Recommended Unifi Firewall Settings
Understand the firewall settings for USG-series Unifi devices and learn how to optimize them for your network.
Written by Thomas Gipson
Updated at May 23rd, 2025
Table of Contents
WARNING: Configuring the settings of your USG may result in a restart. It is recommended to perform these changes outside of your normal office hours.
Create a Smart Queue
A Smart Queue option is available with UniFi Security Gateway that prioritizes traffic and minimizes delays when the router/bandwidth becomes overloaded.
WARNING: Activating the Smart Queue option may reduce the maximum throughput. It is strongly recommended to monitor the available speed with and without Smart QoS enabled.
If you have connection speeds greater than 300Mbps, then it is recommended to NOT enable smart queues.
To activate this option…
- Log into your UniFi's web interface.
- Navigate to Settings → Networks → Internet.
- In the Networks list, click the Internet 1 option listed.
- In the Advanced section, select Smart Queues and set the Downrate and Uprate to match 80% of your network's speeds.
- Click the Save button.
Create a Firewall Rule for VoIP Traffic
To make sure the traffic from your SpectrumVoIP phones, softphones, and web applications do not experience any issues, a new firewall rule will need to be created. This rule would be set up to recognize and allow traffic coming from IP addresses used by SpectrumVoIP services. This rule would also ensure the ports used by our services are open for use.
Step 1: Create a New Rule
To create a new rule for your Unifi router…
- Access your UniFi's web interface.
- Navigate to Settings → Security.
- Create a new rule.
- In the top section, do the following:
- Type - Select Internet In.
- Name - Type an identifiable name, such as SpectrumVoIP
- Action - Select Accept.
- Protocol - Select TCP and UDP.
Step 2: Create an Address Group
For the Source section, an Address Group and Port Object will need to be created to ensure the IP addresses and ports used by SpectrumVoIP services are allowed.
- For the Address Group option of the Source section, click New.
- In the New Object menu, click Add Multiple.
-
Type in the following IP addresses:
- 199.71.209.0/24
- 24.227.249.0/25
- 72.249.136.32/28
- 206.123.122.32/27
- 212.69.157.32/27
- 40.143.31.64/27
-
Text To Speech Services - TCP and UDP
- 54.149.243.27:8000
- 35.175.185.150:8000
- 54.149.243.27:3001
- 35.175.185.150:3001
-
StratusMEETING - TCP and UDP
- 54.188.133.147:3443
- 3.130.158.184:3443
- 35.183.150.146:3443
- Click the Add button.
- In the New Object menu, click the Create button.

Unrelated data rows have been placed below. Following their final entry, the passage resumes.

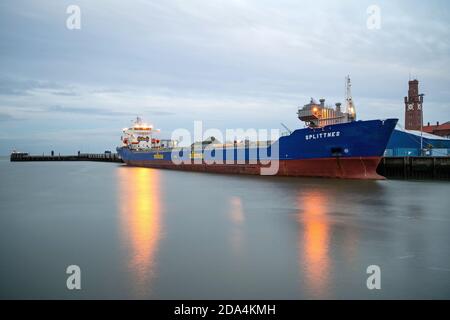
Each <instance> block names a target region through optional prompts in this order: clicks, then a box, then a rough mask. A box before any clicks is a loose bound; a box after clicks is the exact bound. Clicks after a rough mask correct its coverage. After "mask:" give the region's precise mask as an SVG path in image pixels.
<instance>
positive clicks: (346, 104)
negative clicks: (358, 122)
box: [345, 76, 356, 121]
mask: <svg viewBox="0 0 450 320" xmlns="http://www.w3.org/2000/svg"><path fill="white" fill-rule="evenodd" d="M345 101H346V105H347V106H346V109H347V110H346V112H347V113H348V115H349V120H350V121H355V120H356V108H355V104H354V103H353V98H352V83H351V81H350V76H347V77H345Z"/></svg>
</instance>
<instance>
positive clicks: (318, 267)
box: [298, 190, 330, 298]
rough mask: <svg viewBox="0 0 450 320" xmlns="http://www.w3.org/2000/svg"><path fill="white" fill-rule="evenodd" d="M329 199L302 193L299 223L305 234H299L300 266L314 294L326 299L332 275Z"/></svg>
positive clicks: (313, 193)
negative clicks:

Step 3: Create a Port Group
- For the Port Object option of the SOURCE section, click New.
- In the New Object menu, type an identifiable Name, such as VoIP Ports.
- In the Port section, input the following ports:
-
Main Utilized Ports
- 5060-5062 UDP - SIP
- 20,000-40,000 UDP - RTP
- 80, 443 TCP - HTTP/HTTPS
-
Portal Dynamic Updates
- 8001 - TCP
-
Google's Firebase Cloud Messaging (FCM)
- 443, 5228, 5229, 5230 - TCP
-
Apple's Push Notification Service (APNs)
- 5223, 443, 2197 - TCP
-
StratusWEB PHONE
- 9002 - TCP - websockets
-
Main Utilized Ports
- Click the Create button.
Step 4: Finish Configuring the Source of the Rule
Once you have created the “VoIP” Address Group and the “VoIP Object” Port Object, be sure to select these in the Source section of the new rule.
Step 4: Configure the Destination of the Rule
- In the Destination section, use the Network dropdown to select the network or VLAN the phones will be connected to.
- Click the Add Rule button.
✔ You should now see a new Rule created that will protect SpectrumVoIP traffic.
UniFi Access Points and Switches
By default, The UniFi access points and switches will automatically map the DSCP value to a Wi-Fi Multimedia (WMM) priority. Voice is then automatically given highest priority on these devices, so no further changes are needed.